If ( featureData.MeshShaderTier >= D3D12_MESH_SHADER_TIER_1 ) { 
  //Supported Mesh Shader Use 
}

Additionally, the Pipeline State Object must be compliant with the restrictions of Mesh Shaders, meaning that no incompatible shaders can be attached (Vertex, Geometry, Hull, or Domain), IA and streamout must be disabled, and your pixel shader, if provided, must be DXIL. Shaders can be attached to a D3D12_PIPELINE_STATE_STREAM_DESC  struct with the types CD3DX12_PIPELINE_STATE_STREAM_AS  and CD3DX12_PIPELINE_STATE_STREAM_MS  

To call the shader, run  

DispatchMesh(ThreadGroupCountX, ThreadGroupCountY, ThreadGroupCountZ)

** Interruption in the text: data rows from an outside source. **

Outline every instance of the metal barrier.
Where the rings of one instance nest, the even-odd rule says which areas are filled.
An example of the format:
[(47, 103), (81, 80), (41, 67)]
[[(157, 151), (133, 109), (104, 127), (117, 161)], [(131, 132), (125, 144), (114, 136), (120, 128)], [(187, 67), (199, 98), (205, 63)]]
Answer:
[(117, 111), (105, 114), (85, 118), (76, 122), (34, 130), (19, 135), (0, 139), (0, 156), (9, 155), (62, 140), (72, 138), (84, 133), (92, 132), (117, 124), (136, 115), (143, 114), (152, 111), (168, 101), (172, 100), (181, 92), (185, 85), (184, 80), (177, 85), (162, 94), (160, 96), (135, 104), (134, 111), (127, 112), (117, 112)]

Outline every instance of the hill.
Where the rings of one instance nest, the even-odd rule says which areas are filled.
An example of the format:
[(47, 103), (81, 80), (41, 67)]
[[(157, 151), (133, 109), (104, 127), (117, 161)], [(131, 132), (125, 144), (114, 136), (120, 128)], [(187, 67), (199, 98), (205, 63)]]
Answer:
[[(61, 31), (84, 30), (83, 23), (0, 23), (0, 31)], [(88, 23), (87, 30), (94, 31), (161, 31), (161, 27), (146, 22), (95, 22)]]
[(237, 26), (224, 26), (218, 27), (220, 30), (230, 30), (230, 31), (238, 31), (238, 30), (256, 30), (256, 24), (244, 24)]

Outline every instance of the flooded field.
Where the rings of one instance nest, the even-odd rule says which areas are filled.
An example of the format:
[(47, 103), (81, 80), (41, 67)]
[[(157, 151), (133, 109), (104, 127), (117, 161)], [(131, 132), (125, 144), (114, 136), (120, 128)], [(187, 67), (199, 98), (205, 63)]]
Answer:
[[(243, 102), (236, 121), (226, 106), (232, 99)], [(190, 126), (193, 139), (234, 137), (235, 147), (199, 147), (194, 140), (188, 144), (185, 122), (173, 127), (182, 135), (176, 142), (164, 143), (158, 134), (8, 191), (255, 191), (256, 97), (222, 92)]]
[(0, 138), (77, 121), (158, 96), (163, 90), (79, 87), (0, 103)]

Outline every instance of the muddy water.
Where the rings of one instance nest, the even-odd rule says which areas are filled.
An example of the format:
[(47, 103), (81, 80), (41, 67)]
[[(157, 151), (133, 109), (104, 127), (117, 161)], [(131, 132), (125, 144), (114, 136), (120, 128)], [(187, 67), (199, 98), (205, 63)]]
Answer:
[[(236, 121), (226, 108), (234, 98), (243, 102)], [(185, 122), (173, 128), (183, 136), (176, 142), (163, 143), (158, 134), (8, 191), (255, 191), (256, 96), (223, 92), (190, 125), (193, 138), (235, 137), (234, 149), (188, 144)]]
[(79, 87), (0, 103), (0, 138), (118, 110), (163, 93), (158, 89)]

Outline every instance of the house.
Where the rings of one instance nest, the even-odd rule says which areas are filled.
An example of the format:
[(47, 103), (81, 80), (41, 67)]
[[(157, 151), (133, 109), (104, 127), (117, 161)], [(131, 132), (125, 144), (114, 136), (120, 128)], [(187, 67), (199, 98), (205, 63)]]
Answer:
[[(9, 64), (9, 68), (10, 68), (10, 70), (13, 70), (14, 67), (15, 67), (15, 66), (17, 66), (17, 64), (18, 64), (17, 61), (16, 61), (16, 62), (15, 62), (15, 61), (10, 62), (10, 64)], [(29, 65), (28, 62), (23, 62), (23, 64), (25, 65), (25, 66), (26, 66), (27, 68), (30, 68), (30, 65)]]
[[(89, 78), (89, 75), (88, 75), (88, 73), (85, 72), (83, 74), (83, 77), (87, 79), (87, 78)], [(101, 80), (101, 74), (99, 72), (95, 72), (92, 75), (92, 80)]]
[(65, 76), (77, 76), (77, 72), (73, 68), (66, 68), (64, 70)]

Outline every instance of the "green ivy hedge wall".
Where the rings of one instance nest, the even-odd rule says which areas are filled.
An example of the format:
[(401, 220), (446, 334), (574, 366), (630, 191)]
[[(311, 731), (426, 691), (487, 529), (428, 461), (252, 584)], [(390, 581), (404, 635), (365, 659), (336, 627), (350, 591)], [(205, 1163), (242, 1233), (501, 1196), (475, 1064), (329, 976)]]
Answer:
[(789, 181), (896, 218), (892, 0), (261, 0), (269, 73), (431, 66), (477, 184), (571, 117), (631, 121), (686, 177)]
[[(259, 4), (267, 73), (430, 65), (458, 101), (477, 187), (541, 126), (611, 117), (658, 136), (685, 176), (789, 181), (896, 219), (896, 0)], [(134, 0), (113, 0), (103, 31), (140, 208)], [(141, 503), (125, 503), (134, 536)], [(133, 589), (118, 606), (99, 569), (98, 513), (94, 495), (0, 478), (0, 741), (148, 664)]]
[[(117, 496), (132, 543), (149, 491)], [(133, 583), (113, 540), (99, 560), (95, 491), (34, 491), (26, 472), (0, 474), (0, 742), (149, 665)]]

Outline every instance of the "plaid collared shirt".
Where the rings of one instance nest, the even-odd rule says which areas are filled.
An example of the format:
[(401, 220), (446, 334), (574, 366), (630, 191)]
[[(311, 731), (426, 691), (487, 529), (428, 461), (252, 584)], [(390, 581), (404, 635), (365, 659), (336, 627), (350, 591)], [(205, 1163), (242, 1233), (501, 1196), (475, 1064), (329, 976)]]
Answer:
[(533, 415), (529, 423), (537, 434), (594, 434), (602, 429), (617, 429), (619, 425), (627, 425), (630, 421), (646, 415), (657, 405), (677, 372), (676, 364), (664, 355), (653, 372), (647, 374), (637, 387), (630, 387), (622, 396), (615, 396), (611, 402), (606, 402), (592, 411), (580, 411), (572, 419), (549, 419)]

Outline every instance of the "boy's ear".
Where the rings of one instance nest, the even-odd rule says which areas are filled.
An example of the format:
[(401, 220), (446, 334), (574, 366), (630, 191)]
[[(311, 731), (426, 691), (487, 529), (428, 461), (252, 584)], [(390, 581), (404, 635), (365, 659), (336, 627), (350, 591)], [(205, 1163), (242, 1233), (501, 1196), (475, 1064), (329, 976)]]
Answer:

Which will launch either the Mesh Shader or the Amplification Shader if it is present. You can also use  

void ExecuteIndirect(  
    ID3D12CommandSignature *pCommandSignature,  
    UINT MaxCommandCount,  
    ID3D12Resource *pArgumentBuffer,  
    UINT64 ArgumentBufferOffset,  
    ID3D12Resource *pCountBuffer,  
    UINT64 CountBufferOffset );

To launch the shaders from the GPU instead of the CPU.  


Getting Started 

To use Mesh Shaders and Amplification Shaders in your application, install the latest Windows 10 Insider Preview build and SDK Preview Build for Windows 10 (20H1) from the Windows Insider Program. You’ll also need to download and use the latest DirectX Shader Compiler. Finally, because this feature relies on GPU hardware support, you’ll need to contact GPU vendors to find out specifics regarding supported hardware and drivers.